Cada encontro com a palavra e seus
sentidos é uma aventura. Durante a pesquisa, tenho o hábito de espiar a
vizinhança, observo se existe diálogo com a palavra ao lado, quem sabe no
entorno? Na mesma página do dicionário convivem a concisão e a prolixidade, a
sobriedade e o floreio, o concreto e o abstrato. No dicionário on line não é a
mesma coisa, falta a poesia do inesperado. Você digita, os significados
aparecem, sem diálogos com outras palavras vizinhas. Palavras precisam de
convivência. Palavra não gosta de solidão.
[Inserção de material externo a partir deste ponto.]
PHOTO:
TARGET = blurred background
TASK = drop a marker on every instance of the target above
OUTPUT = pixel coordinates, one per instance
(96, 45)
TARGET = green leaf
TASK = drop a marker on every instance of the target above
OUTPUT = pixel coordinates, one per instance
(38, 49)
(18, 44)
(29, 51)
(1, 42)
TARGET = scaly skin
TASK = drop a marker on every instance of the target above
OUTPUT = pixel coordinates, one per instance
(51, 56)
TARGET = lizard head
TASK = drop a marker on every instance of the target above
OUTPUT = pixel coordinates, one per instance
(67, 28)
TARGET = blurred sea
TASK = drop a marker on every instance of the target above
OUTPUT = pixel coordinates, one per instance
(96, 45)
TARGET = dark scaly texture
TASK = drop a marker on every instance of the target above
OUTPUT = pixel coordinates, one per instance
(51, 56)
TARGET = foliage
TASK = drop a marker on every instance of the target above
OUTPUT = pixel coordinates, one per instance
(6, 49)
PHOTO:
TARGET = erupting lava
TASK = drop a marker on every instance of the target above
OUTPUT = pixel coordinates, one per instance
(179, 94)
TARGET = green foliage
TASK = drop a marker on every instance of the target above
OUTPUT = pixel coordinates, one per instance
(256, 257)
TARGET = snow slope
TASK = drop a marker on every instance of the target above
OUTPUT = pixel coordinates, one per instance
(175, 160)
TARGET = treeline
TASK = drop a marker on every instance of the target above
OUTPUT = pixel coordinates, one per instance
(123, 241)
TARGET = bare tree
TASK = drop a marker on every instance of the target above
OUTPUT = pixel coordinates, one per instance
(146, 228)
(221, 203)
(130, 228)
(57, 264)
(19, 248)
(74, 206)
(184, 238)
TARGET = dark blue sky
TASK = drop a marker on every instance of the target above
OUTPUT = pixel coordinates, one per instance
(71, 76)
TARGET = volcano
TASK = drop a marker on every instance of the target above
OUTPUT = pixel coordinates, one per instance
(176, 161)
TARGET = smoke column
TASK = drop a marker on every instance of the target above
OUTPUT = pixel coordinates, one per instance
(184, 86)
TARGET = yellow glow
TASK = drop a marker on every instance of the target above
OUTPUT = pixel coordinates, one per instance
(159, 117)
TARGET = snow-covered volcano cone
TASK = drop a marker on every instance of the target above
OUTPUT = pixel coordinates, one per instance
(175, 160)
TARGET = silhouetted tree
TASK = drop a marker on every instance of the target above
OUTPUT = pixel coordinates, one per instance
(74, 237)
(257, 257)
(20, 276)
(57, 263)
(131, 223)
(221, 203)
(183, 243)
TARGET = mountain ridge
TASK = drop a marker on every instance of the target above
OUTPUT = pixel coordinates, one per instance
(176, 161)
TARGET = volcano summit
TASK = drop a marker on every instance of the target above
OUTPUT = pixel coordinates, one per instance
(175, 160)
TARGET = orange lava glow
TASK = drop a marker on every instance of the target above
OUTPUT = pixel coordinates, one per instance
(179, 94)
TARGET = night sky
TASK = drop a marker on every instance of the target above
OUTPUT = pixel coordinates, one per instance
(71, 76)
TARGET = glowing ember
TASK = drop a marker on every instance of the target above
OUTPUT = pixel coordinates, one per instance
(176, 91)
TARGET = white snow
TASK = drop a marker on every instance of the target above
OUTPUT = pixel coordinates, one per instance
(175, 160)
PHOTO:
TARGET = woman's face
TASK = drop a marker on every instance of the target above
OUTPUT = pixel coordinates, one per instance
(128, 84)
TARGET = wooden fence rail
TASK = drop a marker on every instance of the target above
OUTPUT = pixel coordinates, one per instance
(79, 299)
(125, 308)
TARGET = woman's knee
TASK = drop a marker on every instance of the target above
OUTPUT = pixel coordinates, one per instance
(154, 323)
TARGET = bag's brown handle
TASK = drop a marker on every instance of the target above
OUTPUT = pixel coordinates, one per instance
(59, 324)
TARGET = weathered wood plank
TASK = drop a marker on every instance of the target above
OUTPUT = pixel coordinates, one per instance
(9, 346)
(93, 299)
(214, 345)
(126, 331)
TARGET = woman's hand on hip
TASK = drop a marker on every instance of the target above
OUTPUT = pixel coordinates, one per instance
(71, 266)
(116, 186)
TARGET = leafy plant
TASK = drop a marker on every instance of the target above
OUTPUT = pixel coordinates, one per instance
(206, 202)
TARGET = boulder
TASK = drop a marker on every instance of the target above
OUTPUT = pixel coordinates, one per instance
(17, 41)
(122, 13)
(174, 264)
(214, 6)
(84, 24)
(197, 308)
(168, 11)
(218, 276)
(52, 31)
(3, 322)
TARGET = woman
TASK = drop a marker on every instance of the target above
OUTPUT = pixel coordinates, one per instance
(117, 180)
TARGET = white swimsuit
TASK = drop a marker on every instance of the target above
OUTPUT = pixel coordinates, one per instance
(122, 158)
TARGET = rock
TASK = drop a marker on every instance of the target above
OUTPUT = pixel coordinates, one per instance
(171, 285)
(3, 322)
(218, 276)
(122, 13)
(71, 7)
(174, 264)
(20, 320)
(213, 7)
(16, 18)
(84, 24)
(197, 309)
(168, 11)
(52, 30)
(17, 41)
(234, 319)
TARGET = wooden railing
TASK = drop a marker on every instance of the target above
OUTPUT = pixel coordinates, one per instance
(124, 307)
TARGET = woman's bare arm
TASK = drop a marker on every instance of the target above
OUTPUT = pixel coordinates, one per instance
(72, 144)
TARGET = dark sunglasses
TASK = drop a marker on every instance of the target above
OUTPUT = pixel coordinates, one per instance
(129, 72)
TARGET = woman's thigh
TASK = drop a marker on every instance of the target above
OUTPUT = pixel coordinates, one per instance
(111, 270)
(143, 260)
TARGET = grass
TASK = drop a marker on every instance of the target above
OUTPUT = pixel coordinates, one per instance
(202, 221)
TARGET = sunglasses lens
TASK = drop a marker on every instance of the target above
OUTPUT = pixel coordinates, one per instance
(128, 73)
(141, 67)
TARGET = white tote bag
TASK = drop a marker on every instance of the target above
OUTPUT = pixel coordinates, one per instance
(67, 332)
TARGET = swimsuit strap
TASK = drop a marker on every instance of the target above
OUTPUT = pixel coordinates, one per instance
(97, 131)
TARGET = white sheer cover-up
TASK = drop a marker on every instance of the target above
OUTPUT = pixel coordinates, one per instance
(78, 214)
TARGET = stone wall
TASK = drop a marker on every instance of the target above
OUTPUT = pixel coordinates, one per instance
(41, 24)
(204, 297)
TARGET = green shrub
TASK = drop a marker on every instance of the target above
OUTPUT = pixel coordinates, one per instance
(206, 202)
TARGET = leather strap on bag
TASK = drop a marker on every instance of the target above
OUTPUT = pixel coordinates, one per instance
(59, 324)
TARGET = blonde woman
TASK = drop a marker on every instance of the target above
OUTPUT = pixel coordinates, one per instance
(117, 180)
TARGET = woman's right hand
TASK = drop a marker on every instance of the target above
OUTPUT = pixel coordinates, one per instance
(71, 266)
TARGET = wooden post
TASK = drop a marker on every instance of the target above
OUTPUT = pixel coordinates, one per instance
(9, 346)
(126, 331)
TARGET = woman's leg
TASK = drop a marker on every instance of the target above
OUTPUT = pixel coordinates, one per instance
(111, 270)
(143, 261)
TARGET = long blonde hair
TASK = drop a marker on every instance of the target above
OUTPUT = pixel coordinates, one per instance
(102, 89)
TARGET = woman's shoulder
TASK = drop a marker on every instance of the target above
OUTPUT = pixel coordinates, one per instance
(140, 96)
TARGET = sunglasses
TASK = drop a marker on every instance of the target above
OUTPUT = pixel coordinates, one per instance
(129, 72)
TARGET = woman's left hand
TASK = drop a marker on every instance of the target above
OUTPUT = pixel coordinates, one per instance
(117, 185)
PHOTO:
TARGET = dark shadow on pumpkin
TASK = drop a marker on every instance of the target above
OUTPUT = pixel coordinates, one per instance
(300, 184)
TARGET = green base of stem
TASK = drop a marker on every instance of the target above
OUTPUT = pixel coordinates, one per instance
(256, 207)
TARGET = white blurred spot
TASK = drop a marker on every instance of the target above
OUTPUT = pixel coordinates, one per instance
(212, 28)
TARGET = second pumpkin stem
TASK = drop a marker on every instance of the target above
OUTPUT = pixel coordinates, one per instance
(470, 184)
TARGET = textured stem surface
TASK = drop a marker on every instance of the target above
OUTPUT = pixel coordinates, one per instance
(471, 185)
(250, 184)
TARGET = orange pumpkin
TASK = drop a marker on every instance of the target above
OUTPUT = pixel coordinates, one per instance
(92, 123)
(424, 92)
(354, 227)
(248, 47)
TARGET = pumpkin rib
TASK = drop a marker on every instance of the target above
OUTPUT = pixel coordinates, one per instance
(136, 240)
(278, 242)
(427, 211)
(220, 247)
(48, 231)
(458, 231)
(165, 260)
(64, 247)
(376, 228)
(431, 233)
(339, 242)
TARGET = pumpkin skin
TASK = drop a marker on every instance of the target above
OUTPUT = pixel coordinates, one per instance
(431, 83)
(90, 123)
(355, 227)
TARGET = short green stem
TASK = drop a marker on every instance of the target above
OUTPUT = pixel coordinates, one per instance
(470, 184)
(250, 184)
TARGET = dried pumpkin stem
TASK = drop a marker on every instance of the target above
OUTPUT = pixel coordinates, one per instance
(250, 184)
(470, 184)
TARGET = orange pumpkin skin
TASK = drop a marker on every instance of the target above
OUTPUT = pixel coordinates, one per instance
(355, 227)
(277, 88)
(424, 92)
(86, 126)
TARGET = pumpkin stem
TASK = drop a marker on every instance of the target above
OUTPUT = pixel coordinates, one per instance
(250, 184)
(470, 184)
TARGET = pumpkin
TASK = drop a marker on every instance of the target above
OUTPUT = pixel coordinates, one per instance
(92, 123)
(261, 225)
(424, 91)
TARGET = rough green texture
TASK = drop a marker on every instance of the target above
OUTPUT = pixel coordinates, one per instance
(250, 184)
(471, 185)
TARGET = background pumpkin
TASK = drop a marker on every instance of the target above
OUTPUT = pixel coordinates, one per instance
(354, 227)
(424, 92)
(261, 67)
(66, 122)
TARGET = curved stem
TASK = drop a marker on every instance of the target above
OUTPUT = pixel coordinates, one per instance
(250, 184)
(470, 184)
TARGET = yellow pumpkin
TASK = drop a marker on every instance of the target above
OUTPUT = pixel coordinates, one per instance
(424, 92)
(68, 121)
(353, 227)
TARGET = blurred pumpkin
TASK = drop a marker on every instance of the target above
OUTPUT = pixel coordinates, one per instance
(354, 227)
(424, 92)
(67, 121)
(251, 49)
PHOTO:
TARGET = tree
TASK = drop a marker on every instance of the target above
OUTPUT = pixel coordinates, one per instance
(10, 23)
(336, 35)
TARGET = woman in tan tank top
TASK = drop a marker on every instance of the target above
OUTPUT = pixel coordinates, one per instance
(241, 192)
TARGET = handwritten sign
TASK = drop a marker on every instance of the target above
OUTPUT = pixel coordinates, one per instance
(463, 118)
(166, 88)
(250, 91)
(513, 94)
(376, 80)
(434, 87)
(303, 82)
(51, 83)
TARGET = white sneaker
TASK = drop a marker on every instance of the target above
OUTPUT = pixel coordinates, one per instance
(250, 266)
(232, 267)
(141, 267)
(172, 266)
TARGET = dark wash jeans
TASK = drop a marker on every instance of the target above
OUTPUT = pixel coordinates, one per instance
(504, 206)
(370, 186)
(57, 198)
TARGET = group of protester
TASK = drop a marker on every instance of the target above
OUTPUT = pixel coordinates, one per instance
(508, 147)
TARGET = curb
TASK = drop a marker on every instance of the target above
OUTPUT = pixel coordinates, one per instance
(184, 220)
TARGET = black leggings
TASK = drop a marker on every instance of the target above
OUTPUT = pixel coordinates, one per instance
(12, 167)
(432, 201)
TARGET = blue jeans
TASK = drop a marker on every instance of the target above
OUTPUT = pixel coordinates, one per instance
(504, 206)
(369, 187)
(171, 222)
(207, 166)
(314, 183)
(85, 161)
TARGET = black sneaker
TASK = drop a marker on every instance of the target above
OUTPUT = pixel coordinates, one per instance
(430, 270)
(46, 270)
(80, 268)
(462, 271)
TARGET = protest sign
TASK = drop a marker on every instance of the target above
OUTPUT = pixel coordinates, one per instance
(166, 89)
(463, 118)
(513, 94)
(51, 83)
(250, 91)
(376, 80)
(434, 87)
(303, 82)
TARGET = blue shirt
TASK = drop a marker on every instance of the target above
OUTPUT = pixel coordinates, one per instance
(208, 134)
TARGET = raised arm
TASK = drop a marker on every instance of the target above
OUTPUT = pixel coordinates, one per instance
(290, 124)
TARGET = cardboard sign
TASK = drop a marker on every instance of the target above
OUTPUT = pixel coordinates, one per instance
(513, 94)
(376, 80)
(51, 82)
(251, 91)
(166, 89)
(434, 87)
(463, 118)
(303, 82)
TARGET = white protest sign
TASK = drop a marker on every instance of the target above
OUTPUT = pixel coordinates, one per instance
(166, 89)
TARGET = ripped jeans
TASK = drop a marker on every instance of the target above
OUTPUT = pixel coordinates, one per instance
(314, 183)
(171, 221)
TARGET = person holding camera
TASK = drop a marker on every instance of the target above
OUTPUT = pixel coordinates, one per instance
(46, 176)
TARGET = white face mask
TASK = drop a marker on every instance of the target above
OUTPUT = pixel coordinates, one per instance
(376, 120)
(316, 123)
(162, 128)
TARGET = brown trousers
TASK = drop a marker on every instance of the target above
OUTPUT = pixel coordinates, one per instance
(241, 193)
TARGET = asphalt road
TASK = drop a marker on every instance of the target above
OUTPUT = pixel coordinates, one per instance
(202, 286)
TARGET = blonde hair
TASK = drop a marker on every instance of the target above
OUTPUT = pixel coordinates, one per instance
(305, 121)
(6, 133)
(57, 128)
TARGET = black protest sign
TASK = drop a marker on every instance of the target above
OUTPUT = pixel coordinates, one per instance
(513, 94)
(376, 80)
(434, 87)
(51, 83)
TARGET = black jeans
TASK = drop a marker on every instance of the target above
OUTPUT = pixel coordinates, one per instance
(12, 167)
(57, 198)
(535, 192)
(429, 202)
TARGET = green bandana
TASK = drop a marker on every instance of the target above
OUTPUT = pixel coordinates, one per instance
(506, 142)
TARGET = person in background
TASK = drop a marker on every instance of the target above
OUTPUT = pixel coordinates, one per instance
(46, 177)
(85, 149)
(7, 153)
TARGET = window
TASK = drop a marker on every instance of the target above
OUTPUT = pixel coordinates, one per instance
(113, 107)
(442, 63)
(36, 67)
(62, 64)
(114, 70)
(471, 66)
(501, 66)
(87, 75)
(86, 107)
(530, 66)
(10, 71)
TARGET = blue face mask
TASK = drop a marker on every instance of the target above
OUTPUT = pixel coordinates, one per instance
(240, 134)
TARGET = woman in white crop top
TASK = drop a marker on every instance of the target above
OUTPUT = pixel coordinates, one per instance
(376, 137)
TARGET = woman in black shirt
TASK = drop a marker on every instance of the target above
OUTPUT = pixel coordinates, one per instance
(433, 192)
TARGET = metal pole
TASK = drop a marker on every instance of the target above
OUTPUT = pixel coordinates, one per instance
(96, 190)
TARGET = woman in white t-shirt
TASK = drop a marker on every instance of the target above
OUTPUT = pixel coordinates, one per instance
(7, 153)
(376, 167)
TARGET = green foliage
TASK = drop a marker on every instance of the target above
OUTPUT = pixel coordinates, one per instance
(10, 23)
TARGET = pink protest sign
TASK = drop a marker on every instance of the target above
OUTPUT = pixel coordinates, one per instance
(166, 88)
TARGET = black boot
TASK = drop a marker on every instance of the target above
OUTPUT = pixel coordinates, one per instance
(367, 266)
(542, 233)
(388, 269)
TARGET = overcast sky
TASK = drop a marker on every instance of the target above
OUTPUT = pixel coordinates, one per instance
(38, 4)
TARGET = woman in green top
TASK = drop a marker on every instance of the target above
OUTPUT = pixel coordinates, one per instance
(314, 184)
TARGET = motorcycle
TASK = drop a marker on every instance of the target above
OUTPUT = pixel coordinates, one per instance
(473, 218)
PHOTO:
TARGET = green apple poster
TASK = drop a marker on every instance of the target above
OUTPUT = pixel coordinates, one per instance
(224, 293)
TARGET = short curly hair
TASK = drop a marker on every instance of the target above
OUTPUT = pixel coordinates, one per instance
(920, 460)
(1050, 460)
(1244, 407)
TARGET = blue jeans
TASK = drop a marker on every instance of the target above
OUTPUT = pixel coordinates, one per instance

A vida atual nas grandes cidades
lembra as palavras de um dicionário. Pessoas e mais pessoas num constante
acotovelar-se com outras, solitárias na multidão, confinadas em espaços
mínimos, unidas e separadas por muros, grades, cercas, blindagens e
tecnologias. Se a vida na metrópole assusta, angustia, e tantas vezes força o
isolamento, é nessa mesma vida que aprendemos o caminho dos gostos, venturas,
encantos e transformações da existência humana. Seja pessoa, seja palavra,
sempre precisamos do outro para nos ajudar a existir.